【Chapter 1】Logistic Regressions - stephanie0324/MachineLearning GitHub Wiki

Overview

Logistic regression is a statistical model used to predict the probability of a **binary outcome.
Logistic regression is most frequently used method for modeling binary response data and binary classification.
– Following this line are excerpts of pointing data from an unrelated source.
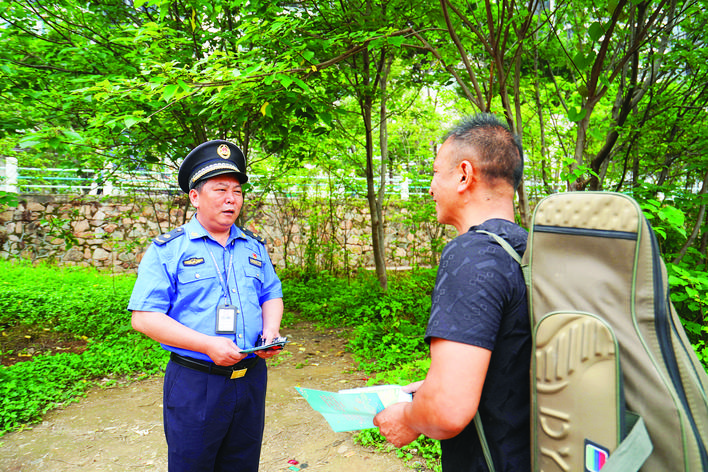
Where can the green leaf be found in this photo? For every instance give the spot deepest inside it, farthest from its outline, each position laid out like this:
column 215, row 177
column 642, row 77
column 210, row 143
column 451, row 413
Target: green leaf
column 396, row 40
column 169, row 92
column 596, row 31
column 130, row 121
column 576, row 114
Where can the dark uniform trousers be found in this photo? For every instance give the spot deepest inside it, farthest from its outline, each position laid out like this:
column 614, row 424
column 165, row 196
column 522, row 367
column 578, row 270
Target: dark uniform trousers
column 212, row 422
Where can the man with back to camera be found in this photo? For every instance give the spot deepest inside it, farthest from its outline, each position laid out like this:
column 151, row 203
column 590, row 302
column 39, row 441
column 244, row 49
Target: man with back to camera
column 479, row 329
column 206, row 291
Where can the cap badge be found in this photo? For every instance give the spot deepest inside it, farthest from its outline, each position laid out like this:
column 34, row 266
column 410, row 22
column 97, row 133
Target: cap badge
column 223, row 151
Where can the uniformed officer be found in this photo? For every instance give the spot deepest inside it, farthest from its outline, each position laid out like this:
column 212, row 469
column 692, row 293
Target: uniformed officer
column 206, row 291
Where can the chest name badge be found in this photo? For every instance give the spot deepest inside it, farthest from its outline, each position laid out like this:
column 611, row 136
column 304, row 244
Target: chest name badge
column 193, row 261
column 255, row 261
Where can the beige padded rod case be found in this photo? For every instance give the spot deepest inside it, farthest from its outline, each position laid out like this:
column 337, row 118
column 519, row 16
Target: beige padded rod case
column 606, row 335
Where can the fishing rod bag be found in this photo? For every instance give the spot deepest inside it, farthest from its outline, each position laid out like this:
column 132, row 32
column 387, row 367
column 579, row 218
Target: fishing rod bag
column 616, row 385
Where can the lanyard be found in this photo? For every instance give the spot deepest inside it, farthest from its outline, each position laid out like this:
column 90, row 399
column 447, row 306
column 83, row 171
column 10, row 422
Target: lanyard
column 224, row 285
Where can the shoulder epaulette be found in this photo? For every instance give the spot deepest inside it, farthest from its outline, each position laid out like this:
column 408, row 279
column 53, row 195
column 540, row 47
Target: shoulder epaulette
column 167, row 237
column 253, row 235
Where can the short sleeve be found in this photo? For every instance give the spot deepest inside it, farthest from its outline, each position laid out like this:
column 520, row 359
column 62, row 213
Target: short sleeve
column 154, row 288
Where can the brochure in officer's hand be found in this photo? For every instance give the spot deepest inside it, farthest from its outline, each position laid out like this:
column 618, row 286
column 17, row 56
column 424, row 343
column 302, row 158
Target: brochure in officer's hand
column 276, row 344
column 353, row 409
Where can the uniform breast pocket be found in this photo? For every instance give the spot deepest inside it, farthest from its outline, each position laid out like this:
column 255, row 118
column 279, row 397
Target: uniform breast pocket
column 197, row 283
column 254, row 278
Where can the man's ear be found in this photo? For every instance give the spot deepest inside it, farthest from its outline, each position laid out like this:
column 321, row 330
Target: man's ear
column 465, row 174
column 194, row 198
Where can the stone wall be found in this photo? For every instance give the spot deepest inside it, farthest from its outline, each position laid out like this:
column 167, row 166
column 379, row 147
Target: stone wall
column 112, row 233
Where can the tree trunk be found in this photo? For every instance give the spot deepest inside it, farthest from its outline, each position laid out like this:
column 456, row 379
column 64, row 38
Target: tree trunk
column 377, row 230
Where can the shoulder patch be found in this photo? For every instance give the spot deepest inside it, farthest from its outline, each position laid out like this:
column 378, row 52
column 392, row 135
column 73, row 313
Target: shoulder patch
column 167, row 237
column 254, row 236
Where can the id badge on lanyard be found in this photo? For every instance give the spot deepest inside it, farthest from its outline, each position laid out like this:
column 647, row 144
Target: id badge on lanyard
column 226, row 319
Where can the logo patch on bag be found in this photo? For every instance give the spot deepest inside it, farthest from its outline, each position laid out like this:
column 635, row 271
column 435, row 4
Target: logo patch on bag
column 595, row 456
column 193, row 261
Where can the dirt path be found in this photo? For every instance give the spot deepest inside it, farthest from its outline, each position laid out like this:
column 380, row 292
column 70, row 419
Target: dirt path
column 120, row 429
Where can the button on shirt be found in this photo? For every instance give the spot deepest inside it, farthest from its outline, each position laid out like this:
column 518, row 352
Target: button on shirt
column 180, row 278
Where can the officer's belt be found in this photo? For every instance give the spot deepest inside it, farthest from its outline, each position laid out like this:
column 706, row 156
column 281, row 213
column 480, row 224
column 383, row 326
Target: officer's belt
column 234, row 372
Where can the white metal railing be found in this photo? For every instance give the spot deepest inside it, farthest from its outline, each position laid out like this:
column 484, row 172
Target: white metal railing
column 32, row 180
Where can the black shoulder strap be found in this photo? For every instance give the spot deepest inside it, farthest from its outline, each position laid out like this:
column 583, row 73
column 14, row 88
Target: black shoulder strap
column 502, row 242
column 167, row 237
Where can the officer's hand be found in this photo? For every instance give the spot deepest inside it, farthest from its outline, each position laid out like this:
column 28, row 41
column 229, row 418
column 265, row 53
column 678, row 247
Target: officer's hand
column 393, row 428
column 268, row 353
column 224, row 351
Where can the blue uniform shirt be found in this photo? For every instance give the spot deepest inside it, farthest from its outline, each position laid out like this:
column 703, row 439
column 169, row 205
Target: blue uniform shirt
column 181, row 279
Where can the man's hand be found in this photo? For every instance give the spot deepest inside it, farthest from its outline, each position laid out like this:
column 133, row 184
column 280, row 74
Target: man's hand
column 223, row 351
column 269, row 337
column 391, row 424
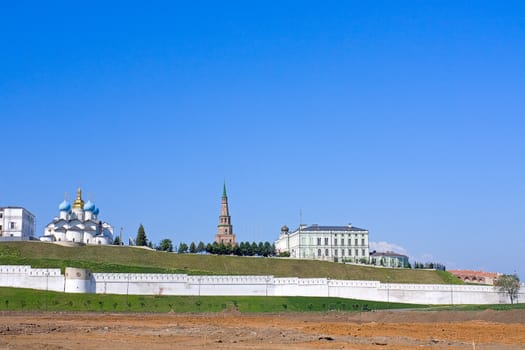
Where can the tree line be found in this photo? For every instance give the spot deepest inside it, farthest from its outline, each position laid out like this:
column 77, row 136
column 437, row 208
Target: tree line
column 241, row 249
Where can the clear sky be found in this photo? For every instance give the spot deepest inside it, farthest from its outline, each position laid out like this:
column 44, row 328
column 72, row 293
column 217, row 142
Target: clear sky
column 405, row 118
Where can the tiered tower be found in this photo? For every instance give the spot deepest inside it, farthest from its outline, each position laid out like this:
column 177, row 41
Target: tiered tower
column 225, row 233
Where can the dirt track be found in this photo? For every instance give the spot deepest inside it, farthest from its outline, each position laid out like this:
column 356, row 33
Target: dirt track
column 371, row 330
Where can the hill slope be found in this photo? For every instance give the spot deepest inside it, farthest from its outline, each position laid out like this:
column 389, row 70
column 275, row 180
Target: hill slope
column 132, row 259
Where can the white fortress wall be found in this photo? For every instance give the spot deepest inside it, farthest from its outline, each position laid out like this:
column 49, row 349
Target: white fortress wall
column 20, row 276
column 83, row 281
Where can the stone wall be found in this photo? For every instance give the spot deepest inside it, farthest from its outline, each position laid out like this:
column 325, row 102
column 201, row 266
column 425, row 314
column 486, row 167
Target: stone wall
column 83, row 281
column 27, row 277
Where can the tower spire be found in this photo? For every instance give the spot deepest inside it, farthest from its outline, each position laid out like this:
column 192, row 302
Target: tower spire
column 225, row 233
column 78, row 203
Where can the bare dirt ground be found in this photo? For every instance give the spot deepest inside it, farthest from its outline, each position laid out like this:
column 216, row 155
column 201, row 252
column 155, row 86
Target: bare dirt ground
column 231, row 330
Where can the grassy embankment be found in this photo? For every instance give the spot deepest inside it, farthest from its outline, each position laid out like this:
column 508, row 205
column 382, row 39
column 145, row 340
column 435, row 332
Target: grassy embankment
column 17, row 299
column 129, row 259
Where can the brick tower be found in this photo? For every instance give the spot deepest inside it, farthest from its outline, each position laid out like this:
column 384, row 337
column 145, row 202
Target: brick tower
column 224, row 228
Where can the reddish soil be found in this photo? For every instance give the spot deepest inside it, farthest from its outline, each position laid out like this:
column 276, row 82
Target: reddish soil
column 372, row 330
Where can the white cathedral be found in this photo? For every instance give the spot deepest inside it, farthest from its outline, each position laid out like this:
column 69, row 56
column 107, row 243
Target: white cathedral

Key Concept: Odds and Log-Odds

Odds

The odds in favor of a particular event ( y = 1 ) can be expressed as: $ \text{odds}(y = 1 | x) = \frac{p}{1 - p} $ where ( p ) represents the probability of the positive class (e.g., class 1). In other words, odds is the ratio of the probability of an event occurring to the probability of it not occurring.

Log-Odds (Logit)

The logit function is the natural logarithm of the odds: $ \text{logit}(p) = \log \left( \frac{p}{1 - p} \right) $ The logit function takes values in the range (0, 1) and transforms them into values over the entire real number range (-∞, ∞).

In logistic regression, we assume a linear relationship between the weighted inputs (referred to as net inputs) and the log-odds: $ \text{logit}(p) = \beta_0 + \beta_1 x_1 + \beta_2 x_2 + \dots + \beta_k x_k$ This linear function relates the log-odds of the probability to the features ( x_1, x_2, \dots, x_k ) through the weights ( \beta_0, \beta_1, \dots, \beta_k ).
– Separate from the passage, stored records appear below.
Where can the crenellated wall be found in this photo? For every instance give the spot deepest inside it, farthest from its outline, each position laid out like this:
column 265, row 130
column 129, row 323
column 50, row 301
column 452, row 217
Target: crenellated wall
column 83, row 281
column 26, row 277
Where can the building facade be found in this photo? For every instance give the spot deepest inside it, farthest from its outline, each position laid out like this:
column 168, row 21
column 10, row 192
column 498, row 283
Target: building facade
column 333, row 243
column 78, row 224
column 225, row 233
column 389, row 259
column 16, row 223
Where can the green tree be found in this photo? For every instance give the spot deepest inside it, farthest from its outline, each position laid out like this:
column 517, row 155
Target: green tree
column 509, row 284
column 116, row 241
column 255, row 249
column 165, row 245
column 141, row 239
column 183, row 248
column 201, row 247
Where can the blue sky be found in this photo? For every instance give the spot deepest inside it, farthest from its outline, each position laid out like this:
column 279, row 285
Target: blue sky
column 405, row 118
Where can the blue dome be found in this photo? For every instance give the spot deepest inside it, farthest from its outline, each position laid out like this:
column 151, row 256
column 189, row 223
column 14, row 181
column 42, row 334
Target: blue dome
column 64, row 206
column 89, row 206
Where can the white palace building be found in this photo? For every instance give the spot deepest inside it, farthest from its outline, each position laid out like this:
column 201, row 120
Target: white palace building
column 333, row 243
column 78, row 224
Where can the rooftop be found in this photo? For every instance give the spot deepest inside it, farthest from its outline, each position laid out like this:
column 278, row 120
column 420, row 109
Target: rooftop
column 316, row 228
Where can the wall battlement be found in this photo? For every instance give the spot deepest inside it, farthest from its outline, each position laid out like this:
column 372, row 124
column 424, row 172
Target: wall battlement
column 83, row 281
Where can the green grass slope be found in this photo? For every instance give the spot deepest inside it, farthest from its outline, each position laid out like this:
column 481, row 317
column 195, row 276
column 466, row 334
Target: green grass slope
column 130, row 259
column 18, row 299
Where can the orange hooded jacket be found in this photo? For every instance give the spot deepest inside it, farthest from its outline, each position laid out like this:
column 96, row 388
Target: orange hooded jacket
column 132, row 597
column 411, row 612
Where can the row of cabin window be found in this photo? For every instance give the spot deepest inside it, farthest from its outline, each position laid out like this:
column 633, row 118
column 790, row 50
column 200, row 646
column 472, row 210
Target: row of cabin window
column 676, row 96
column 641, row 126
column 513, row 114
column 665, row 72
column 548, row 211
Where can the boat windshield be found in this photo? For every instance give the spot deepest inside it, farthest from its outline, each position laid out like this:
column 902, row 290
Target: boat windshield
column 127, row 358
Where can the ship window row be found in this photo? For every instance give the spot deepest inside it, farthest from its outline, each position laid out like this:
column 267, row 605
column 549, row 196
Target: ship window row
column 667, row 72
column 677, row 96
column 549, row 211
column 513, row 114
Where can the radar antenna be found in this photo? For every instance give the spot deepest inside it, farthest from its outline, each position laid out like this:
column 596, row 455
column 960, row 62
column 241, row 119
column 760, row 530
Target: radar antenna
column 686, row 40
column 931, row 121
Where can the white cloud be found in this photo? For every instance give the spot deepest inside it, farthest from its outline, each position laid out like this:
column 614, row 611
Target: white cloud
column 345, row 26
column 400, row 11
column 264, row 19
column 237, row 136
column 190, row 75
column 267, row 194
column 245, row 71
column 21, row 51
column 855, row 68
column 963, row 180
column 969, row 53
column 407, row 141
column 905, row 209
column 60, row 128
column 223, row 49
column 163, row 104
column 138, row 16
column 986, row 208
However, the ultimate goal is to predict the probability ( p ), not just the log-odds. The inverse logit function maps the log-odds back to the probability ( p ) between 0 and 1.

Sigmoid Function (Logistic Function)

The inverse of the logit function is the logistic sigmoid function, which has the following form: $ p = \frac{1}{1 + e^{-z}} $ where ( z = \beta_0 + \beta_1 x_1 + \dots + \beta_k x_k ) is the net input (a linear combination of the features).

The sigmoid function has an S-shape and maps values from ( -\infty ) to ( +\infty ) onto the interval ( (0, 1) ), making it a perfect choice for modeling probabilities.

Final Thoughts

Logistic regression is a simple yet powerful model for binary classification. It’s based on a probabilistic framework that allows us to estimate the probability of an event, and it uses the logistic sigmoid function to map the linear output into a valid probability. Logistic regression can also be extended to multiclass classification through techniques such as multinomial logistic regression or One-vs-Rest (OvR).